No seguinte trecho do analista político de um jornal


brasileiro há uma vírgula, que costuma ser
intrometida em muitos textos, mas no caso foi para
lá de inconveniente.

"Uma coisa é certa: em qualquer crise e qualquer


tempo, quem contrapôs a teoria da 'ilha de
tranquilidade' às ameaças da 'Coisa', (vírgula
corrupta) comprou um lindo mico, como o que
subiu no ombro de George Bush."

Bush já era, mas a vírgula ainda é.

Em outro dia, do mesmo bom articulista:


"Quem não deve não teme, assim como quem não
está encenando diligências espetaculosas,
(vírgula maligna) nada tem a reclamar."

Mais uma vez, desse articulista:


"Quem produz seja lá o que for com mão de obra
aviltada, agressões ecológicas ou desleixo
sanitário, (vírgula infernal) deverá lutar por seus
negócios."

Já o psiquiatra Içami Tiba deu o seguinte título a


um livro: Quem Ama, Educa! É o mesmo título de
sua coluna no Jornal da Tarde, de São Paulo.

Separações
Graciosas as frases e gracioso o título. Só que separar o sujeito ("quem contrapôs...") do predicado
("comprou...") com vírgula, na primeira frase, equivale a arrasar um casamento feliz. Não fica bem.
Quem comprou o mico buliçoso? Foi quem contrapôs a tal teoria.

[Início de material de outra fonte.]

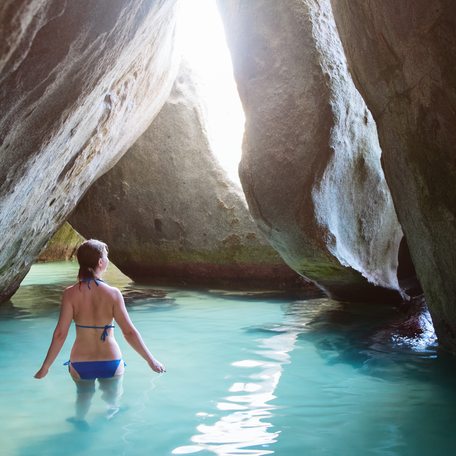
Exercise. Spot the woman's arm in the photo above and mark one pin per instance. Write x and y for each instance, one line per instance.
(132, 335)
(59, 336)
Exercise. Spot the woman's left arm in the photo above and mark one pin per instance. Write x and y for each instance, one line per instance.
(59, 336)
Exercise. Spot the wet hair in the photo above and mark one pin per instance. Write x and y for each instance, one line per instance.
(88, 254)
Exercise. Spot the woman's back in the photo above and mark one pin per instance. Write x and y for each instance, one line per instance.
(93, 309)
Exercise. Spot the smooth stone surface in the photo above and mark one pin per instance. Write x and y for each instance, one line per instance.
(402, 56)
(79, 82)
(311, 166)
(169, 213)
(62, 246)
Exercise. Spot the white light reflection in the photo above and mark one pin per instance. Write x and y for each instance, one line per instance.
(247, 426)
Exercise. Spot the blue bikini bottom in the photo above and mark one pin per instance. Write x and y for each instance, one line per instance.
(89, 370)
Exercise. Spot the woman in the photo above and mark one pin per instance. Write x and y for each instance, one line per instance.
(93, 305)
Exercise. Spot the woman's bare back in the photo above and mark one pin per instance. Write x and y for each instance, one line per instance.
(93, 306)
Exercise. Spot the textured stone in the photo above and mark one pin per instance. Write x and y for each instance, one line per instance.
(79, 82)
(62, 246)
(402, 56)
(169, 213)
(311, 167)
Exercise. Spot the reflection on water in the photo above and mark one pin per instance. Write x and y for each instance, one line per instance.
(246, 375)
(245, 428)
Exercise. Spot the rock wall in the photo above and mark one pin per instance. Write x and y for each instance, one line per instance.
(79, 82)
(311, 166)
(62, 246)
(169, 213)
(402, 56)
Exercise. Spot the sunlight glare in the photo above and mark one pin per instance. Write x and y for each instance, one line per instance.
(204, 47)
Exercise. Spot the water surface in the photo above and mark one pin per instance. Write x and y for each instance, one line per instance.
(247, 374)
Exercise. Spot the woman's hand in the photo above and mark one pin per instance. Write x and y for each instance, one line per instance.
(42, 372)
(157, 366)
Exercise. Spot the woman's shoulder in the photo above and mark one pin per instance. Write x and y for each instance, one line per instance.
(113, 291)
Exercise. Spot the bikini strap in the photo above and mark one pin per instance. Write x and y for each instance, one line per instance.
(88, 280)
(104, 328)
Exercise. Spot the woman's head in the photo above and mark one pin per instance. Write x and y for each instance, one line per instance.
(92, 255)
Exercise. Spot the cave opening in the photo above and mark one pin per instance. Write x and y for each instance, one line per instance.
(201, 38)
(406, 274)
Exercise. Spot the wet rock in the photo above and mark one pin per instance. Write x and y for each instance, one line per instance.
(402, 56)
(311, 167)
(79, 82)
(170, 214)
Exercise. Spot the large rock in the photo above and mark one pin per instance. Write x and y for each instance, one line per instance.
(311, 167)
(79, 82)
(402, 56)
(169, 213)
(62, 246)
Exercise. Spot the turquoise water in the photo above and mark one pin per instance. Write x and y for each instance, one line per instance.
(247, 374)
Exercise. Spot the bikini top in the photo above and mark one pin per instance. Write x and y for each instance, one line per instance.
(105, 328)
(87, 280)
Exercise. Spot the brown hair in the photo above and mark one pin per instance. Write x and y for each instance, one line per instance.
(88, 254)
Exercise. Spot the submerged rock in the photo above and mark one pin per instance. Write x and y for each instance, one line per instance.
(311, 167)
(402, 56)
(79, 82)
(169, 213)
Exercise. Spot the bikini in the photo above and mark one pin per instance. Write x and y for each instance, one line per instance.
(90, 370)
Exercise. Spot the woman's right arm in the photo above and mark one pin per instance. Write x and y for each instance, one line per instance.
(132, 335)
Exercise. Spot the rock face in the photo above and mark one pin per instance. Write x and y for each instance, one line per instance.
(62, 246)
(169, 213)
(311, 167)
(79, 82)
(402, 56)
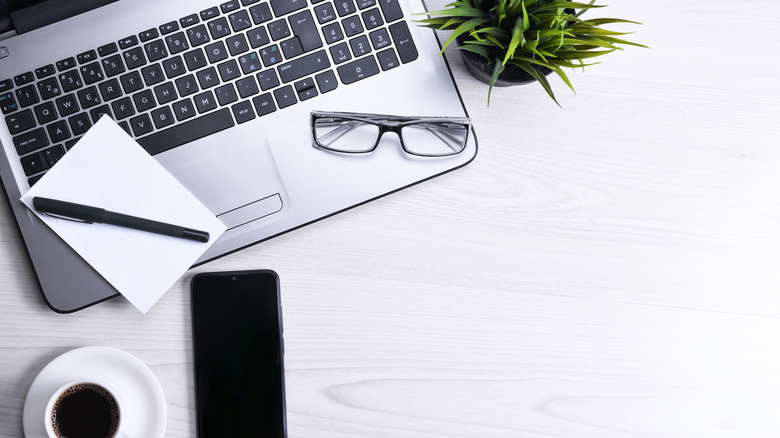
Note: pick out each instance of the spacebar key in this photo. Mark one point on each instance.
(186, 132)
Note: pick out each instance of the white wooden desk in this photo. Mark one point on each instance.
(609, 269)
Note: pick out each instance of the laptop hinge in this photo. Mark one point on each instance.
(51, 11)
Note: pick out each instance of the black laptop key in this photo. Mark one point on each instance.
(58, 131)
(92, 73)
(284, 7)
(261, 13)
(20, 122)
(8, 103)
(31, 141)
(66, 64)
(155, 50)
(80, 123)
(46, 70)
(45, 113)
(113, 65)
(189, 20)
(358, 70)
(27, 96)
(67, 105)
(49, 88)
(88, 56)
(188, 131)
(403, 42)
(303, 66)
(141, 125)
(198, 35)
(70, 80)
(219, 28)
(391, 10)
(177, 43)
(304, 27)
(33, 163)
(240, 21)
(285, 96)
(88, 97)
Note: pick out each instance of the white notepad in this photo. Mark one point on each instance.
(108, 169)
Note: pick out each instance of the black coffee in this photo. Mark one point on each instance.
(85, 410)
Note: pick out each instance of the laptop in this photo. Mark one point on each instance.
(219, 93)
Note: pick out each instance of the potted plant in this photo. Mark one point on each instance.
(506, 42)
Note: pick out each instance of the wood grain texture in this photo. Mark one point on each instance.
(611, 275)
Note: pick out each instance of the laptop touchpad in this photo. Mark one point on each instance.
(238, 182)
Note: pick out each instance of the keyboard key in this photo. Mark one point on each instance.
(141, 125)
(155, 50)
(49, 88)
(162, 117)
(177, 43)
(285, 96)
(80, 123)
(8, 103)
(33, 163)
(45, 113)
(195, 59)
(167, 28)
(58, 131)
(284, 7)
(243, 112)
(88, 97)
(226, 94)
(261, 13)
(264, 104)
(240, 21)
(326, 81)
(188, 131)
(165, 93)
(387, 59)
(304, 27)
(189, 20)
(110, 90)
(198, 35)
(303, 66)
(403, 41)
(91, 73)
(66, 64)
(113, 65)
(27, 96)
(21, 121)
(144, 101)
(70, 80)
(131, 82)
(205, 102)
(88, 56)
(391, 10)
(67, 105)
(30, 141)
(219, 28)
(358, 70)
(46, 70)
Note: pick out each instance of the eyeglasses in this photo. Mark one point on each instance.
(356, 133)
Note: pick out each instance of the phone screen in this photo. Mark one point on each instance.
(237, 338)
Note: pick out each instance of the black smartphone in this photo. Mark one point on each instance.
(238, 350)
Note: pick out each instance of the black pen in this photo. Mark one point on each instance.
(85, 213)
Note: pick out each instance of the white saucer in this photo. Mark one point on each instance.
(142, 396)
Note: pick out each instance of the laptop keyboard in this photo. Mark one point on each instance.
(202, 74)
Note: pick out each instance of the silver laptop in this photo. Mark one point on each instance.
(221, 95)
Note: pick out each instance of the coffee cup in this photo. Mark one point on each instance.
(84, 408)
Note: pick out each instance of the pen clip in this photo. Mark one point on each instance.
(67, 218)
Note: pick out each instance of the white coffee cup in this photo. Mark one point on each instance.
(84, 404)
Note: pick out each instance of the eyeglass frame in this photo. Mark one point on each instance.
(388, 123)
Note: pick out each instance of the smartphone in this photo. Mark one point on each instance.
(238, 351)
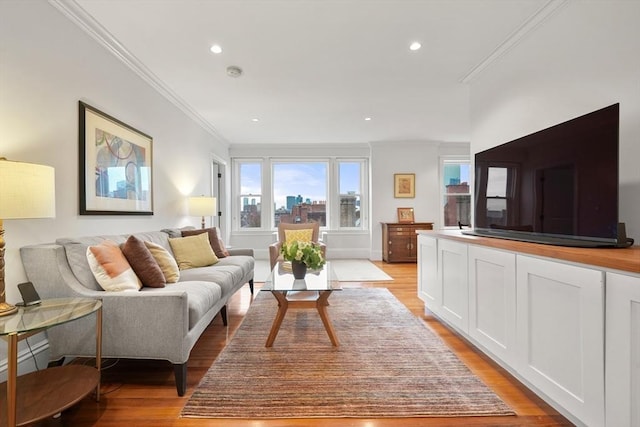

Portanto, a vírgula depositada entre "Coisa" e "comprou" é absolutamente malufosa, isto é, indevida,
imprópria, adventícia, aventureira, depravada, corrupta. Separa o sujeito oracional do predicado. Na
segunda frase, do mesmo articulista, o "quem" aparece duas vezes. Na primeira, curta, ele não é
tentado pela pausa natural a virgular indevidamente (Quem não deve não teme).

Quem não teme? Quem não deve. É claro que "quem" não deve é também "quem" não teme.
Na segunda, longa, cai na tentação da pausa e desaba com a vírgula respiratória asmática ("...quem
não está encenando diligências espetaculosas, [virguleta dungosa] nada tem a reclamar.").

"Quem" não tem nada a reclamar é "quem" não está encenando diligências espetaculosas.

Quanto ao título do livro e da coluna (Quem Ama, Educa!), menos razão ainda há para a vírgula mal-
educada, porque as duas orações são pequeninas e não há pausa que justifique a vírgula.
Quem é que educa? O amoroso educador ou o papai ou a mamãe.

Suspense
O que o senhor Tiba quis foi criar uma pausa de suspense: Quem ama (tchan, tchan, tchan, tchan)
educa!
É a vírgula tchan vezes 4, como a da abertura da Quinta Sinfonia de Beethoven.
Se ele queria marcar pausa, poderia ter utilizado reticências: "Quem ama... educa!" Ou travessão:
"Quem ama - educa!" Ou uma cerca, mas nada de vírgula.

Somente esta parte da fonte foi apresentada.